Inch by inch we descend, uncovering mundane wonders. For example, we keep finding newspapers so well preserved they could even be ready by moonlight. So much for biodegradability. No archaeologist ever had better help dating strata.

Household mail is a rich font of information. Charge slips and bank records found their way into the trash, along with old tax files and all kinds of revealing junk mail. When my student Joyce Barnes released some wonderful stats on TwenCen credit-slavery, a retiree group in Laguna filed suit under some old privacy laws in an effort to stop the dig. That storm blew over for lack of public support. Today's kids hardly know what an envelope is. If it's not in the Net, what do they care?

Meanwhile Leslie surveys dietary patterns of Angelenos past. When we penetrated beyond the era of microwave ovens, he found a sudden shift in the packaging poisons found in ready-to-heat food residue. The Department of Urban Pathology at UCLA has expressed keen interest in this work.

Zola chose to study the "replacement threshold" . . . at which point it used to be more price effective to throw out a machine than repair it. Nothing better typifies the subject era than the sight of countless appliances—from TVs to dishwashers to stereos—all tossed because newer, better models cost less than a technician might charge to find a burned transistor.

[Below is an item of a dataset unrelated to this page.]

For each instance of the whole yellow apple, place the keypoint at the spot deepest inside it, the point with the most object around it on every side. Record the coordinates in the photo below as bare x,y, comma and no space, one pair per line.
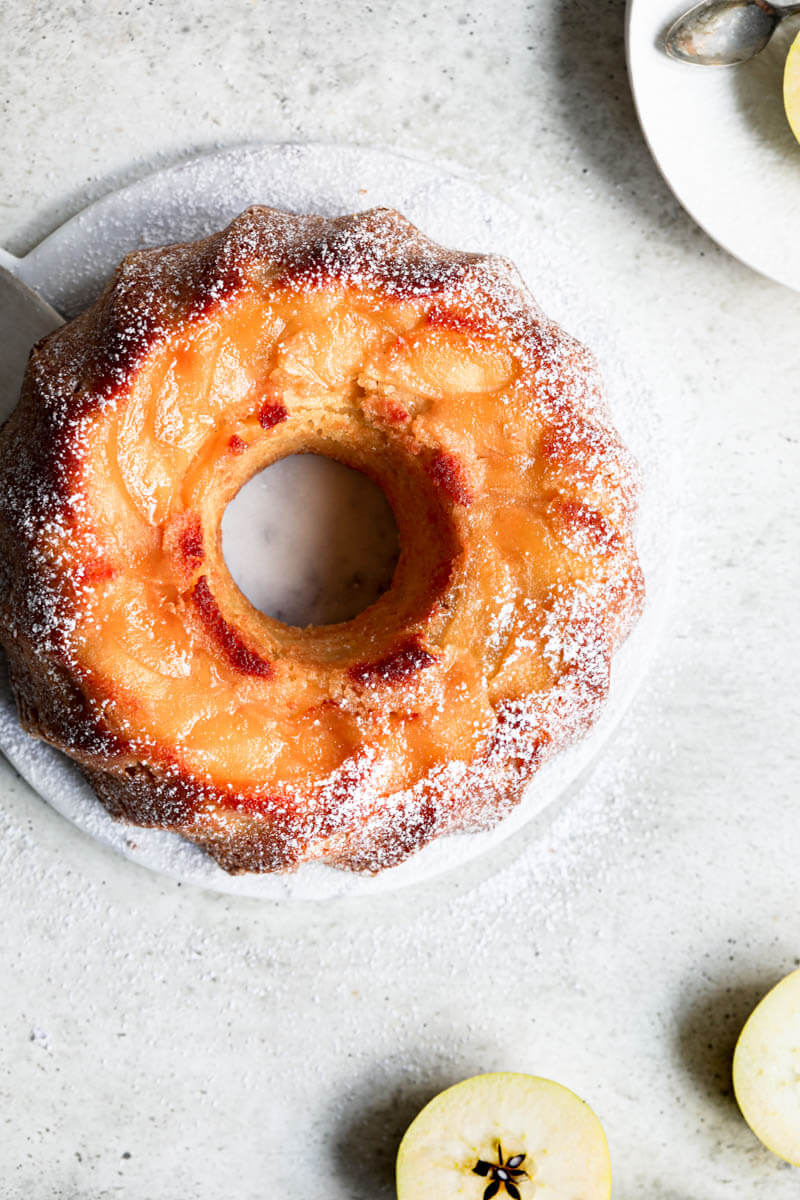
792,87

Keoki pays the freight, testing rich veins of complex organics and heavy metals for our industrial sponsor. It's a long shot, but if the assay proves out, Fabrique Chang may bid to come mine Hyperion. One generation's junk can be the next's mother lode.

So much for all that talk earlier, about setting fields aside for future archaeologists. Maybe it's human nature to spoil what we strive to comprehend. Maybe we're all Schliemann, under the skin.